Key Facts
- ✓ Since OpenAI launched ChatGPT in November 2022, the AI sector has undergone a significant transformation.
- ✓ In 2025, Nvidia reported $57 billion in Q3 revenue, a 62% year-over-year increase.
- ✓ The Take It Down Act, signed into law in May, is one of the first US regulations to address AI's harms.
- ✓ Digital Realty supports nearly three gigawatts of data center capacity globally, enough to power up to 2.25 million US homes.
- ✓ OpenAI launched GPT-5, the ChatGPT Atlas browser, and GPT-OSS in 2025.
Quick Summary
The artificial intelligence sector has undergone a significant transformation since the launch of ChatGPT in November 2022. Model capabilities have advanced, and enterprises are spending heavily to deploy AI across workforces.

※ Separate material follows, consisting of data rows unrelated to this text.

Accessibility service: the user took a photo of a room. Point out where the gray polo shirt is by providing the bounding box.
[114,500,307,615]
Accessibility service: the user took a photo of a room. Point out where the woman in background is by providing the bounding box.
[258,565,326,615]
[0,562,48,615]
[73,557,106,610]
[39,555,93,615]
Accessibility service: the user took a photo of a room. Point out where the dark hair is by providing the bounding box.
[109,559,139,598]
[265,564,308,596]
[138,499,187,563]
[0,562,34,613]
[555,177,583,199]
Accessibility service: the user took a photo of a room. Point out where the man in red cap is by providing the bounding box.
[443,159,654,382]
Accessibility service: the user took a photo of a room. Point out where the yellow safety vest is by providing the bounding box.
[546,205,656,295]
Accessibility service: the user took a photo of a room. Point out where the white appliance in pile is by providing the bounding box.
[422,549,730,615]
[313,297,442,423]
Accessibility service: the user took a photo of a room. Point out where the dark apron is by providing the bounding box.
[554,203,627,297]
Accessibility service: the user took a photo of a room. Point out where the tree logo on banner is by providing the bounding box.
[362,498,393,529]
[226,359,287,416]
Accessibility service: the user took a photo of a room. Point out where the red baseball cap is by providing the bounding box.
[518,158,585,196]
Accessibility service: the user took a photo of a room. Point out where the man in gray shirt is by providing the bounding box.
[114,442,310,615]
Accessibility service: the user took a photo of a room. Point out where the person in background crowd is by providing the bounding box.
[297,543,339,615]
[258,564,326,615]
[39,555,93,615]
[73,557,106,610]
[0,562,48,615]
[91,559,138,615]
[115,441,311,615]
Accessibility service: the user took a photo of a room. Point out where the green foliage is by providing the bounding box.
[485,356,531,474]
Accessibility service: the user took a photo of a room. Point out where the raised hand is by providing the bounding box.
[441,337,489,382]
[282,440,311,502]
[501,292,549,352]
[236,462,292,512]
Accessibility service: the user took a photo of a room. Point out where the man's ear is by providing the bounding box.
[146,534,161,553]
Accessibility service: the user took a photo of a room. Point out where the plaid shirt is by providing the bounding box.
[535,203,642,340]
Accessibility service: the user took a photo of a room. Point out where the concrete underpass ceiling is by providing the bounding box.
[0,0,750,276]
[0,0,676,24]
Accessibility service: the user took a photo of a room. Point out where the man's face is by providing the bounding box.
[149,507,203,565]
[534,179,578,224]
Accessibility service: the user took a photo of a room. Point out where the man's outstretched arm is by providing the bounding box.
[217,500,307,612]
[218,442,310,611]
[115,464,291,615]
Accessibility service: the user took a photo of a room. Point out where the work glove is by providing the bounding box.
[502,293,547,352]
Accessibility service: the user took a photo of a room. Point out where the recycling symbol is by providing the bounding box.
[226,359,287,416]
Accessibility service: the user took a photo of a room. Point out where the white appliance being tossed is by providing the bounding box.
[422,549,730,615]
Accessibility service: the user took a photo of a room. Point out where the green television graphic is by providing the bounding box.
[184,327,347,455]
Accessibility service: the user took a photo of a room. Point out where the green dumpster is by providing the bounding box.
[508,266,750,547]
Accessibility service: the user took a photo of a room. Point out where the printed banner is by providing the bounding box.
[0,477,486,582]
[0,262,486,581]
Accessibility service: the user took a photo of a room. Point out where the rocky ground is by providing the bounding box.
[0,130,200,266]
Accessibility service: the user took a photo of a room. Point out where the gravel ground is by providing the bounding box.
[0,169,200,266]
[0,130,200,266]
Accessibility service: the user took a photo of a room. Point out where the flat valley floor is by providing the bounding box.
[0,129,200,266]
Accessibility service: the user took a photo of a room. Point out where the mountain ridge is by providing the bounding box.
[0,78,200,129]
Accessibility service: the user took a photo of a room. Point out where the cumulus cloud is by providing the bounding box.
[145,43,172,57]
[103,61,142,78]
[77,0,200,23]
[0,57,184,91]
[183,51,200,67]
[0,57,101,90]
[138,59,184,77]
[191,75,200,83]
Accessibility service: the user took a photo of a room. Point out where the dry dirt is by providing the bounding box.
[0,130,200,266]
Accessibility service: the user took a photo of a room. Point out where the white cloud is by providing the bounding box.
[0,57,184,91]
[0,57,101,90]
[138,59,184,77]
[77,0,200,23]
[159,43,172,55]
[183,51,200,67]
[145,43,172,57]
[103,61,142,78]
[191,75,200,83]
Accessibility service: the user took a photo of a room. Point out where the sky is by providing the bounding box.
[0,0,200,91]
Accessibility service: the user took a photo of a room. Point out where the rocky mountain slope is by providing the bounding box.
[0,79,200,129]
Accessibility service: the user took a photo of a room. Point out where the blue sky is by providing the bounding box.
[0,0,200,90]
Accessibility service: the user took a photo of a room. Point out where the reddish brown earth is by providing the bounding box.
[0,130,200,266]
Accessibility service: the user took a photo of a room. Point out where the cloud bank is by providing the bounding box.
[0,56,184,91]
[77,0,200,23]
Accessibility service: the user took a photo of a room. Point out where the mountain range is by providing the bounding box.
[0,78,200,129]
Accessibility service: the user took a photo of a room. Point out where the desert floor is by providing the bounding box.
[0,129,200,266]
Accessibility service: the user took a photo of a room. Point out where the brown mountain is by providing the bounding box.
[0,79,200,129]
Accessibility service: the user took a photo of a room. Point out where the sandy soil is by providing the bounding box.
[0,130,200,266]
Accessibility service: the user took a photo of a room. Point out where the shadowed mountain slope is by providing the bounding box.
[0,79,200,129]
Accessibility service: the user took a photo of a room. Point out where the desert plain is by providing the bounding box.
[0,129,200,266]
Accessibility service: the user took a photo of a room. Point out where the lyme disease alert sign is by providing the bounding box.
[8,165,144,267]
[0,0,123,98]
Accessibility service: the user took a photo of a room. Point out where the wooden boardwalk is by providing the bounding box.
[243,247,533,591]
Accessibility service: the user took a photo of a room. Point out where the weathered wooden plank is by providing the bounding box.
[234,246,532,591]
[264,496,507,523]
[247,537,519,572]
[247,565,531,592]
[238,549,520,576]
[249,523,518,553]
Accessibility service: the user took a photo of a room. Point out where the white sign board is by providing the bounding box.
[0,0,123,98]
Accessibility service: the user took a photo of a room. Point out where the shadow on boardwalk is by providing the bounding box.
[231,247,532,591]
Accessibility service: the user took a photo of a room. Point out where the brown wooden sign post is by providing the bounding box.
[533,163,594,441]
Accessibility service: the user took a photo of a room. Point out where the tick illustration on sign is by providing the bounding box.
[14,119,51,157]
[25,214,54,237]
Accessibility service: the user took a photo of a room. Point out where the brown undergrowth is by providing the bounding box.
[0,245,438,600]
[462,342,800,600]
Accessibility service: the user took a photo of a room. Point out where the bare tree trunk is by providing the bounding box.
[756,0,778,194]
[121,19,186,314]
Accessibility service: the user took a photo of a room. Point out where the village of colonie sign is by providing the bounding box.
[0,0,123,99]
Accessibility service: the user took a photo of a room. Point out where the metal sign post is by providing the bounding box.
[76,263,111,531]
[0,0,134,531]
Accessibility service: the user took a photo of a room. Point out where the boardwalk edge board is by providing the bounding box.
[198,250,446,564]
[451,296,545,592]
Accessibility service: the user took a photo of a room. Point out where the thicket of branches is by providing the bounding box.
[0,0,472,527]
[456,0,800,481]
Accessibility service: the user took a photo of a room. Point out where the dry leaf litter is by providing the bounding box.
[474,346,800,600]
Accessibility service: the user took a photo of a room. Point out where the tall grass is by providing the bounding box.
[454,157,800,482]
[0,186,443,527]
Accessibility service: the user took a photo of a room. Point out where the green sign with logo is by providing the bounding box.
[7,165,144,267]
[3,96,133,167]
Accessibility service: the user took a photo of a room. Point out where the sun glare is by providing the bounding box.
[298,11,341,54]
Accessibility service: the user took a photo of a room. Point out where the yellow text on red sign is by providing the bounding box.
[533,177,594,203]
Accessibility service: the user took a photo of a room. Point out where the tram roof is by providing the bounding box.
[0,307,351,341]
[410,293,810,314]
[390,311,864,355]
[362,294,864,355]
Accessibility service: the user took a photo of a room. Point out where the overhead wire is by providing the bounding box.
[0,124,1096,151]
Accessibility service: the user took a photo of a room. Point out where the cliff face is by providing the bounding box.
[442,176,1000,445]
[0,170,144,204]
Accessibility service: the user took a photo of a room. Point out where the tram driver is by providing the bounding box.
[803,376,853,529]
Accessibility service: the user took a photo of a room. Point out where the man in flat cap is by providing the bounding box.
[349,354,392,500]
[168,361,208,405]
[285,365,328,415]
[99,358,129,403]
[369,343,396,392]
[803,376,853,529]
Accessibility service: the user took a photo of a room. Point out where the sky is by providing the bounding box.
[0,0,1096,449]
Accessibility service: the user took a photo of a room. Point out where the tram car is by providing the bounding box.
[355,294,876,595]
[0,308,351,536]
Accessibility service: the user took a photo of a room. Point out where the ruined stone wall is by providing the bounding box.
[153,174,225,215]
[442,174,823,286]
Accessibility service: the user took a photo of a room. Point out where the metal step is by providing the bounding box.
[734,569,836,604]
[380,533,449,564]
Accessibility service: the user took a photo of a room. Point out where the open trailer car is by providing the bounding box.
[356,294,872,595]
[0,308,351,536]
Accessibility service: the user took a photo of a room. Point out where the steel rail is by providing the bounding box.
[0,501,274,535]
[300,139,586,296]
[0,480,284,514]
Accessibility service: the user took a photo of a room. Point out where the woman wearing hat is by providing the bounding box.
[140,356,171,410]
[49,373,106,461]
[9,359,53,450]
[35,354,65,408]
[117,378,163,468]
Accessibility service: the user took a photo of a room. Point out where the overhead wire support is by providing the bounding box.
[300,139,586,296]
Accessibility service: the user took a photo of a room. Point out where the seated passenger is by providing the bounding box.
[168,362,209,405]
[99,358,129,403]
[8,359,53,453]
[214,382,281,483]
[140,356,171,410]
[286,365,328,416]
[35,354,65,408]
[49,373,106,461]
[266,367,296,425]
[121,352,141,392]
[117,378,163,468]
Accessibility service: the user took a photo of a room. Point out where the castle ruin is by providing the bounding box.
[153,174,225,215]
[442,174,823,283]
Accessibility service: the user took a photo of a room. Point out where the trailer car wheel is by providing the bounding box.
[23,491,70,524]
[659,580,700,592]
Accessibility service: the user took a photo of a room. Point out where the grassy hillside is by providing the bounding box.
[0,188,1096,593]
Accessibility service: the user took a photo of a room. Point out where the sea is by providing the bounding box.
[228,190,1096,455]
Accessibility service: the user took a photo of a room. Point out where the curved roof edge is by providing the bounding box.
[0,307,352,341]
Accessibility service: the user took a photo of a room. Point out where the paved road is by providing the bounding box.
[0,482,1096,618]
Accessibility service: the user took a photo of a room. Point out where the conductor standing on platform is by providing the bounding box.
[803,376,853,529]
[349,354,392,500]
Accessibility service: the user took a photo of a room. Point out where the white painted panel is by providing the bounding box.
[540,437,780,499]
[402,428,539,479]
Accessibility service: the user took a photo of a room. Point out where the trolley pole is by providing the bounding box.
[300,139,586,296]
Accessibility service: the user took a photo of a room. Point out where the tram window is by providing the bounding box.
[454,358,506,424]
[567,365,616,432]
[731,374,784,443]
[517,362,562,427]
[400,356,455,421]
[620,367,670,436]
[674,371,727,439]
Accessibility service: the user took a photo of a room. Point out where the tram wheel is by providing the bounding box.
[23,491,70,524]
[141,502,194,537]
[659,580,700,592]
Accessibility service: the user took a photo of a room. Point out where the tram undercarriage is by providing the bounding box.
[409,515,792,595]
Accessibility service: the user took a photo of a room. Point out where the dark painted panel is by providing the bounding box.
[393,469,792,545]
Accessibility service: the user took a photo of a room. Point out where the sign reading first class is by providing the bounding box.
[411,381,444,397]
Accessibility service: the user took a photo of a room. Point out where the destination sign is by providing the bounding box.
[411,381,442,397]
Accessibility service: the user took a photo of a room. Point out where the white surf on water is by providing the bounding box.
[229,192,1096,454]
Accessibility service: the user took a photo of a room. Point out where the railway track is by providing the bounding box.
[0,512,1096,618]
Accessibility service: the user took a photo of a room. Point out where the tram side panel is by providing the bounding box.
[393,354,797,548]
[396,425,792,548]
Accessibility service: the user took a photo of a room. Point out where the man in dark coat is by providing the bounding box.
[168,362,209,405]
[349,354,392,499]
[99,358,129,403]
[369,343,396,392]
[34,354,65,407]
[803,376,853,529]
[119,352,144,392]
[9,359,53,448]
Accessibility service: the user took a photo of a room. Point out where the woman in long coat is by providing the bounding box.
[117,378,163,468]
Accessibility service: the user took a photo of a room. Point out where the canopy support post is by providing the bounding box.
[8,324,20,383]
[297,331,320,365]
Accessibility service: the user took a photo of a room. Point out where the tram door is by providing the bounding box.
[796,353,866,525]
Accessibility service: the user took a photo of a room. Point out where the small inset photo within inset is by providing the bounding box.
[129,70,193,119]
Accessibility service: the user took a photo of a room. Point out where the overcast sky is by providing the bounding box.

However, this rapid growth has brought challenges, including mental health concerns regarding generative AI interactions and the environmental strain of data centers.
In response, the focus has shifted from simply building powerful systems to ensuring public safety, trust, and sustainability. A 2025 list identifies 25 key players shaping this next wave of innovation. These individuals include executives like Sam Altman of OpenAI and Jensen Huang of Nvidia, who are driving technological advancements.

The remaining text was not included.